6.2. Using the LOCKSS Crawler Service#

Note

This section is under construction.

6.2.1. Accessing the Web User Interface#

Note

Currently the crawler service is run as part of the poller service.

If you are already connected to the Web user interface (UI) of another component of the LOCKSS System, click Crawler Service in the top-left menu.

Alternatively, if your primary hostname is <HOST>, you can use your browser to connect to the LOCKSS Configuration Service Web user interface (UI) at http://<HOST>:24631.

Enter your Web UI username and password to login if prompted.

6.2.2. Monitoring Crawl Status in the System#

The Crawl status of all configured AUs is available in the Archival Unit table

  1. In the top-right menu, click Daemon Status.

  2. Open the control in the middle of the screen that says Overview and select Archival Units:guilabel: from the drop down menu.

    • If prompted, enter your Username and Password again.

    • It will take a bit of time for the next screen to appear while the AU list is being built.

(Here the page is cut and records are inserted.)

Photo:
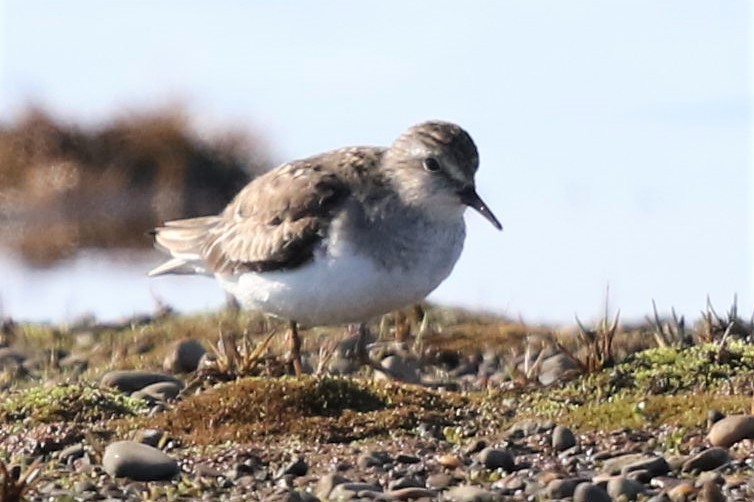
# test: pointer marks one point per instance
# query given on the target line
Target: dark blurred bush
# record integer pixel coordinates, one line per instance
(64, 187)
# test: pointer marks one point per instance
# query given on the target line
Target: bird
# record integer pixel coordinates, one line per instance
(340, 237)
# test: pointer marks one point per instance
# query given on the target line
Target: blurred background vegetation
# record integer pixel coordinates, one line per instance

  3. The Archival Units screen lists statistics for each configured AU

  • the Last Successful Crawl column provides a timestamp of the most recent sucessful crawl.

  • the Last Crawl Start column provides a timestamp of the last attempted crawl.

  • the Last Crawl Result column provides the exit status of the last attempted crawl.

6.2.3. Causing an Archival Unit to Crawl#

Archival units (AUs) that have been added to the system for preservation crawl periodically, but you can cause an AU to crawl on demand:

  1. In the top-right menu, click Debug Panel.

  2. Select an AU in the AU Actions: select AU drop-down list.

  3. Click the Start Crawl button.

  4. If the AU has crawled recently, you will be prompted to confirm that you wish to override the usual recrawl interval by clicking on the Force Start Crawl button.

6.2.4. Crawl Status Screen#

To inspect the state of crawls, access the Crawl Status screen:

  1. In the top-right menu, click Daemon Status.

  2. In the center drop-down list, select Crawl Status. Alternatively, in the center overview, click on the second line, which says "N active crawls".

6.2.4.1. Top-Level Crawl Information#

The top left of the Crawl Status table contains the number of active, successful or failed crawls, and a countdown until the next time the system will look at the AUs being preserved and pick some that are ready to crawl or recrawl.

6.2.4.2. Crawl Status Entry#

Each line in the Crawl Status table contains:

  • The name of the AU

  • The type of crawl

  • The start time of the crawl

  • The duration of a finished or in-progress crawl

  • The status of the crawl

  • The number of bytes fetched over the network as part of the crawl

  • The number of URLs fetched as part of the crawl

  • The number of URLs parsed for more links

  • The number of URLs remaining to be fetched as part of this crawl

  • The number of URLs encountered as part of this crawl but excluded from being fetched

  • The number of URLs fetched as part of the crawl, that received an HTTP Not Modified response

  • The number of URLs that caused errors as part of this crawl

  • The number of different content types encountered as part of the crawl

Most of these values can be clicked to see a list of the corresponding objects.